One thing I love about Primal though is that it doesn't seem nearly as bone heavy. NV says 95% meat, bone, and organ but who knows how much of that percentage is bone. All I know is that Onyx gets rock hard poops and whines while going if I feed NV solely. Don't have that problem with Primal


----------



## flippedstars (Dec 16, 2009)

I feed and use both as well as Fromm Gamebird Recipe kibble (oh no! haha) and Ziwipeak. I am a breeder so I pay really close attention to calcium levels in foods...it can mess up the way a puppy grows big time if they are not fed the right amounts of calcium and calories. I try to rotate through foods on a daily basis. My dogs seem to have much stronger stomachs because I do this, rather than ONLY giving one thing. I also give raw chicken necks and wingettes for dental health on a regular basis (around once a week).


----------



## Onyx (Nov 28, 2011)

flippedstars said:


> I feed and use both as well as Fromm Gamebird Recipe kibble (oh no! haha)


Oh how terrible of you 
I WAS going to add kibble into her rotation just because it's cheaper and makes the other foods last longer, but Onyx HATES HATES HATES all kibble :roll: The only kibble she will eat without first starving herself for a week is Orijen and Acana Regionals.


----------



## flippedstars (Dec 16, 2009)

I have a bunch of dogs and the reality is that unfortunately they do not all do well on the raw foods even if I make the entire diet myself.

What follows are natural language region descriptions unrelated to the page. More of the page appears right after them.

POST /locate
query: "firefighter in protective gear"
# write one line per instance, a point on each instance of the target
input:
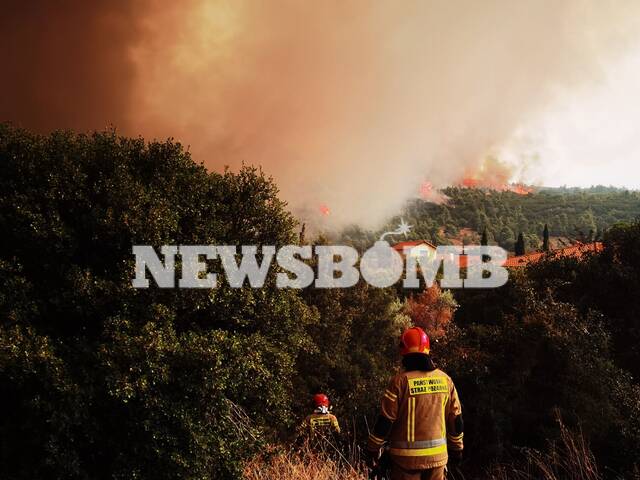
(421, 418)
(321, 419)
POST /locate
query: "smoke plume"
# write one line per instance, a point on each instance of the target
(349, 105)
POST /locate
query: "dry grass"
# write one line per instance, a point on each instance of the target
(304, 463)
(570, 458)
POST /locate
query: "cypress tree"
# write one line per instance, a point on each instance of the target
(520, 245)
(545, 238)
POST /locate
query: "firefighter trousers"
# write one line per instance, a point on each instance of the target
(399, 473)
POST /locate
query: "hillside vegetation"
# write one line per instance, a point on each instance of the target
(572, 214)
(101, 380)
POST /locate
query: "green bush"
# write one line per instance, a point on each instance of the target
(102, 380)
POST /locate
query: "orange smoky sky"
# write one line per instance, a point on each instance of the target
(348, 104)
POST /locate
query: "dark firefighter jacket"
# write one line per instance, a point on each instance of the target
(421, 416)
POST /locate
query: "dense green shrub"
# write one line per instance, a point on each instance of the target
(101, 380)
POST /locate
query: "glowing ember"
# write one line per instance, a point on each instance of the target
(470, 182)
(324, 210)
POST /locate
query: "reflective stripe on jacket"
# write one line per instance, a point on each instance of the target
(322, 421)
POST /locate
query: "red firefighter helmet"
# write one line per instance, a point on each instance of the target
(321, 400)
(414, 340)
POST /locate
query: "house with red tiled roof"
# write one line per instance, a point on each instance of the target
(415, 248)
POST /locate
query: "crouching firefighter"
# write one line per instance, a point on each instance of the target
(321, 421)
(420, 424)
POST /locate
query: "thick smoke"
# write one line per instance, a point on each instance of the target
(66, 64)
(351, 104)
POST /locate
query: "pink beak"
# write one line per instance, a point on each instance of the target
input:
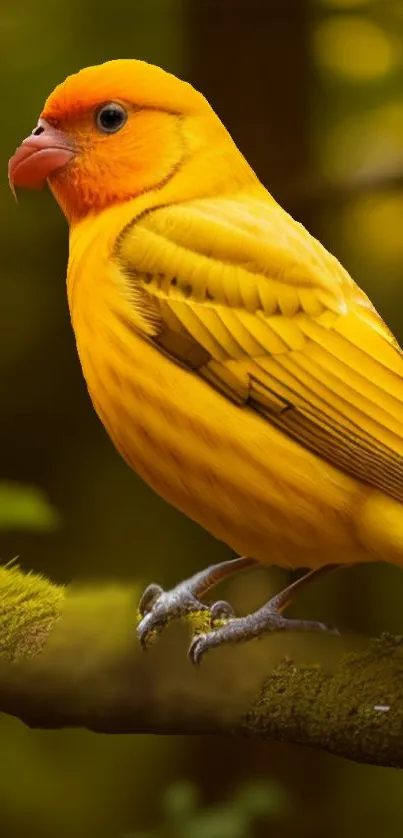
(42, 153)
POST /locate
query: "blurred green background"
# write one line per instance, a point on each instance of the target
(313, 94)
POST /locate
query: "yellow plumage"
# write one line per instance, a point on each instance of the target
(234, 362)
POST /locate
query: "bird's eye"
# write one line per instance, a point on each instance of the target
(111, 118)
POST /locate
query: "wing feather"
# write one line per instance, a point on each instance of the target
(259, 309)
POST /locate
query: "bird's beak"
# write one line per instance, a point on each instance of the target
(41, 154)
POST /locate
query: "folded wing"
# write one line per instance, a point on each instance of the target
(241, 294)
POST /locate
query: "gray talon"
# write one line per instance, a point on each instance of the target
(149, 598)
(221, 610)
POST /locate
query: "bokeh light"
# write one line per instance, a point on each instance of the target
(355, 47)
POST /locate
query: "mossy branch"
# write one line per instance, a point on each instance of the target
(69, 657)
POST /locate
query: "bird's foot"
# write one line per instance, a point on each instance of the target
(157, 607)
(266, 620)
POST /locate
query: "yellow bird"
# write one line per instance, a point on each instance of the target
(235, 364)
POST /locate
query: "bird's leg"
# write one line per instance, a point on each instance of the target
(158, 607)
(265, 620)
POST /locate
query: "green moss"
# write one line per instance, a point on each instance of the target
(356, 712)
(30, 607)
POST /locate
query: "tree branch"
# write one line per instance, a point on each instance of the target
(69, 657)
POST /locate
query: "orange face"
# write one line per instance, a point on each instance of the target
(107, 134)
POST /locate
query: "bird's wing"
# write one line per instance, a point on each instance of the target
(241, 294)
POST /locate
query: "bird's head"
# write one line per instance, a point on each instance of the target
(114, 131)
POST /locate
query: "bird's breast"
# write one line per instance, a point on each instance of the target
(220, 464)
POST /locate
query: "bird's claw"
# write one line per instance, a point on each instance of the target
(158, 608)
(241, 629)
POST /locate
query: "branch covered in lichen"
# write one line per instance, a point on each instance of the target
(69, 657)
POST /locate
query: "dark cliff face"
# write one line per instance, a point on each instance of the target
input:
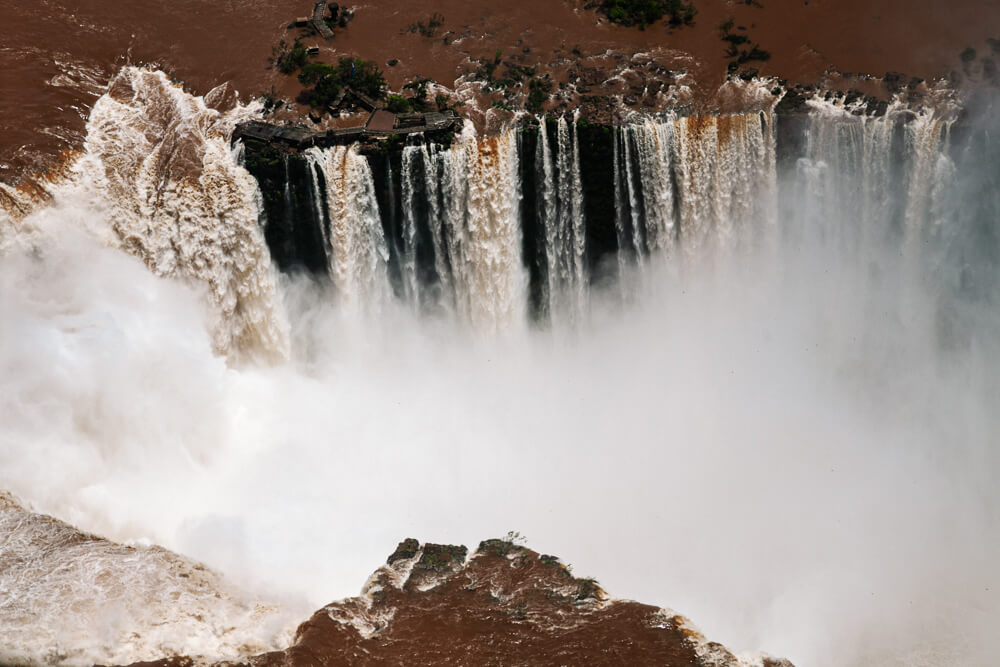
(506, 605)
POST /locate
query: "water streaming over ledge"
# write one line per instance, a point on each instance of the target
(472, 231)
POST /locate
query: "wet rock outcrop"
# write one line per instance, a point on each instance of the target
(506, 605)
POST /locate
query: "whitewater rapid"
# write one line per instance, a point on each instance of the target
(788, 439)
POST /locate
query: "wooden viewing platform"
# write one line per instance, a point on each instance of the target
(318, 20)
(301, 138)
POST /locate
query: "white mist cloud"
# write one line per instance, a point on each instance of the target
(784, 447)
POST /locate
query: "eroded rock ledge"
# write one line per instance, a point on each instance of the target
(506, 605)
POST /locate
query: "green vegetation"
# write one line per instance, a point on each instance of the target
(339, 17)
(270, 99)
(430, 28)
(405, 550)
(539, 90)
(289, 59)
(439, 557)
(642, 13)
(738, 48)
(586, 589)
(419, 88)
(512, 543)
(328, 81)
(398, 104)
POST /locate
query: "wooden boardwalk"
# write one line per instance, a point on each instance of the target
(318, 20)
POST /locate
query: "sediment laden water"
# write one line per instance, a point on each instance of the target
(59, 585)
(158, 164)
(561, 215)
(171, 192)
(694, 183)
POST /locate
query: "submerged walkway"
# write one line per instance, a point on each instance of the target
(318, 20)
(378, 125)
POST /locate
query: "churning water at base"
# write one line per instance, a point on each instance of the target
(790, 441)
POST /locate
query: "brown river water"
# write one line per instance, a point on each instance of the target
(56, 57)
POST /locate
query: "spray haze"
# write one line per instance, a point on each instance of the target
(787, 430)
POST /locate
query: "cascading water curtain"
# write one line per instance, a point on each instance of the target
(697, 184)
(560, 212)
(358, 252)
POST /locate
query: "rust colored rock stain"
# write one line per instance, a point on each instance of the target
(57, 57)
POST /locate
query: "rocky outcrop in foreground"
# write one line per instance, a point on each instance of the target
(506, 605)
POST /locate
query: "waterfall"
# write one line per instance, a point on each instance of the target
(471, 194)
(561, 214)
(931, 175)
(850, 172)
(358, 252)
(695, 183)
(408, 253)
(177, 198)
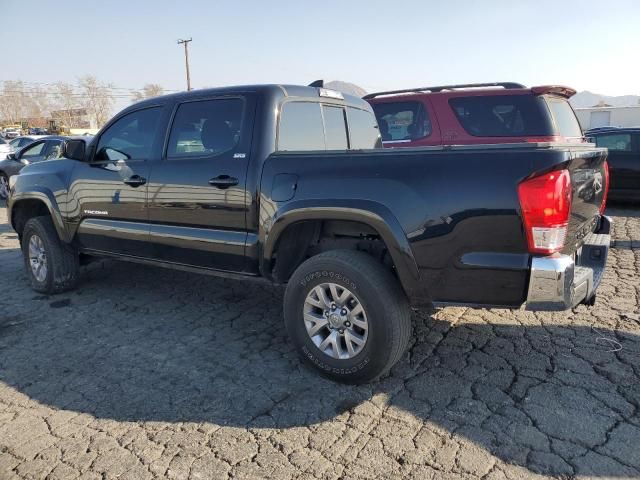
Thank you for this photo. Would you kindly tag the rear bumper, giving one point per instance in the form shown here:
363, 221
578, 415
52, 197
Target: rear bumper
559, 282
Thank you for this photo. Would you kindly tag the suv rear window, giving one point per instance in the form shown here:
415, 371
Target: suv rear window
402, 121
503, 115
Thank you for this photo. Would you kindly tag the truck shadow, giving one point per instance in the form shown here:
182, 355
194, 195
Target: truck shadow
143, 344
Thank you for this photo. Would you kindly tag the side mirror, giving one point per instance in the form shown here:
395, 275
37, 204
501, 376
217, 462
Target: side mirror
74, 149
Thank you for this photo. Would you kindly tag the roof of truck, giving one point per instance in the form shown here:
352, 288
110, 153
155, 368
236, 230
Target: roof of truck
277, 90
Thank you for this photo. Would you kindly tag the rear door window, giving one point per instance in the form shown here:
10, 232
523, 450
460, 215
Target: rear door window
402, 121
503, 115
565, 119
301, 127
206, 128
363, 129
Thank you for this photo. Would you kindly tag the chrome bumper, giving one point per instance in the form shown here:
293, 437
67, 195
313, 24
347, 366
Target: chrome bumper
559, 283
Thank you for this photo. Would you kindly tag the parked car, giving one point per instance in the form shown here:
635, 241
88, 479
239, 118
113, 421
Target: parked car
47, 148
472, 114
290, 184
11, 133
22, 141
624, 160
5, 148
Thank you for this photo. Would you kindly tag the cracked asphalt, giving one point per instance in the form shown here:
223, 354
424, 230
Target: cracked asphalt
150, 373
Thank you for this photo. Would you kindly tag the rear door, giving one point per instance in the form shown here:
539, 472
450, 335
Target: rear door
198, 199
107, 194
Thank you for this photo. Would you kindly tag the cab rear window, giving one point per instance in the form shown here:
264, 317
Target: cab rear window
503, 115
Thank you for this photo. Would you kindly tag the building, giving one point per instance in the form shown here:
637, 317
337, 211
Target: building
604, 115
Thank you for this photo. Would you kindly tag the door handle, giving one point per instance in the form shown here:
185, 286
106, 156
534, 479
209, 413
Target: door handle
135, 181
223, 181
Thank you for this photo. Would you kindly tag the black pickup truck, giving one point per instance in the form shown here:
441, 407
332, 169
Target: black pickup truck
290, 184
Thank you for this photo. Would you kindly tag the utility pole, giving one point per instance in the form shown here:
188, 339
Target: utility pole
186, 59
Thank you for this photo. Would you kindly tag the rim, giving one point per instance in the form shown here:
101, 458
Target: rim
335, 321
4, 187
37, 258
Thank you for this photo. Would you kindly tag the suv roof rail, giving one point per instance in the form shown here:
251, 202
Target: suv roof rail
440, 88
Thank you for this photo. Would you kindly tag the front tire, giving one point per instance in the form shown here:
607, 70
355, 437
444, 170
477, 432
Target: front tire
52, 266
347, 316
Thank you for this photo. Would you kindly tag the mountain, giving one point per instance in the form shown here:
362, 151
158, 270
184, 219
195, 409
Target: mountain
346, 87
588, 99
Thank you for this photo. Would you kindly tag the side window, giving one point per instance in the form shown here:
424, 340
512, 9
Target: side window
566, 120
335, 128
33, 151
130, 137
54, 150
400, 121
363, 129
301, 127
206, 127
620, 142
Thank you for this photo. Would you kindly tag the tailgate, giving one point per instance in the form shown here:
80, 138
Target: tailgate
589, 180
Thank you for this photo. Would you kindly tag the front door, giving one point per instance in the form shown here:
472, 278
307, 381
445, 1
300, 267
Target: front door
197, 194
107, 194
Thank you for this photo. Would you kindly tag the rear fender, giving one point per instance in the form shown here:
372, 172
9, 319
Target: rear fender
372, 214
44, 196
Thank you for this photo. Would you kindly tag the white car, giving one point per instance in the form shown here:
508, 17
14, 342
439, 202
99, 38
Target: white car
5, 149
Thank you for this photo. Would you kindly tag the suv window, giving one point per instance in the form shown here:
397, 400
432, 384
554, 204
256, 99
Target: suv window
503, 115
301, 127
33, 151
206, 128
335, 128
130, 137
363, 129
566, 120
620, 142
402, 121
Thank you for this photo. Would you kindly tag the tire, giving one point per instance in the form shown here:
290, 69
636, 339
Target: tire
385, 313
4, 186
61, 261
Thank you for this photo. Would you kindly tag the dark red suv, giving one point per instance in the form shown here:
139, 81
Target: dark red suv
482, 113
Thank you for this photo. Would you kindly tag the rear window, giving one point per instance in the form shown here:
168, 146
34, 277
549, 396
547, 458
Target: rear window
565, 119
402, 121
620, 142
503, 115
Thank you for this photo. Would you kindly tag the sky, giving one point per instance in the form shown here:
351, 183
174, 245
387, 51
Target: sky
378, 45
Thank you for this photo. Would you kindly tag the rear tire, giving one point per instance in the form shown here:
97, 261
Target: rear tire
52, 266
347, 316
4, 186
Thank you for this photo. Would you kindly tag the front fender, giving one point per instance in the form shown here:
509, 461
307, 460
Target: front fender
45, 196
370, 213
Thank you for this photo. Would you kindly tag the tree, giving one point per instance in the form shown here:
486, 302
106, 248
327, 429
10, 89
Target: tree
98, 99
66, 100
13, 101
150, 90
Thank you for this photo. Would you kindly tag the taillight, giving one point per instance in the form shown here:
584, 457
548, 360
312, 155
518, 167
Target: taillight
546, 205
603, 205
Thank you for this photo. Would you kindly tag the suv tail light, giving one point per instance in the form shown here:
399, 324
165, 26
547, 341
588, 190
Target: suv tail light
546, 205
603, 205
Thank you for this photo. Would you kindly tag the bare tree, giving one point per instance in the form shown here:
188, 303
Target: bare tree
66, 100
150, 90
98, 98
12, 101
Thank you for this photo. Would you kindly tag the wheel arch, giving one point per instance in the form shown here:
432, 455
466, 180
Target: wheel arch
24, 206
373, 215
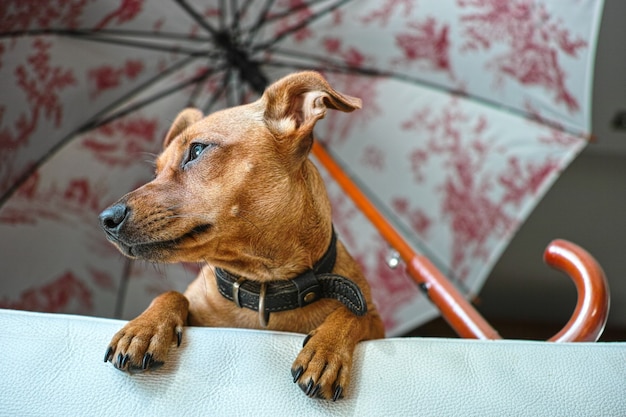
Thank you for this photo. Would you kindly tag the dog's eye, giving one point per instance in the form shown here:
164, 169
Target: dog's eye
195, 150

So I mix it up  I have one girl that does only eat the kibble. I have kind of reached a point where "everything" needs to be able to be fed to "everybody" for the most part because when I leave for shows chances are hubby's gonna feed them the 'wrong' thing LOL. The only thing I do not give is Ziwipeak to puppies and dams in whelp. Too high in calcium. If I just had one or two dogs I probably would feed straight prey model raw...but its just too much with this many dogs (we have 7 adults and 5 puppies right now).


----------



## Onyx (Nov 28, 2011)

Oh I didn't know Ziwipeak was too high in calcium for growing pups, since it says for all life stages. What's the maximum percentage of calcium a puppy should have in dog food? Onyx isn't a puppy but I'm just curious.


----------



## Huly (Mar 5, 2012)

Also have you checked out Stella & Chewy's?


----------